For teams of multiple people, there is a more extensive professional plan for $15 USD a month for each user. This also includes extra software features. Do remember that when choosing for monthly pricing, the prices might differ from the annual plans.
Please also note that these prices are likely to change over time, so please check the official pricing page here for up-to-date pricing plans. For all plans there is no need to enter any credit card details, which is always a nice thing to see from a regular user’s perspective.
We highly encourage deepfake enthusiasts to try out the free plan, and see where we are at with the progression of deepfake audio creation. The results that can be generated with such a user-friendly application are truly unprecedented. And it just goes to show how easy and accessible it is for anyone to start using deepfake audio and voice cloning for themselves. The trick question is, however, for which purpose people will start using these types of tools.
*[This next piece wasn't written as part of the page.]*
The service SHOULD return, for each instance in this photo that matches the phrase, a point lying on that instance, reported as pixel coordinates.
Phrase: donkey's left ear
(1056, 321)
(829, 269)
While the vast majority of people will start mimicking voices for fun or a media-related project, there is a small minority with bad intentions that will start using tools like these for e.g. voice phishing (“vishing”) purposes. It creates enough of a risk for these types of AI software tools to potentially become banned in the future, when governments will start to regulate the industry more. With adoption comes stricter regulation, so do enjoy your copy of this Lyrebird AI voice software while it lasts and is still ‘legalized’.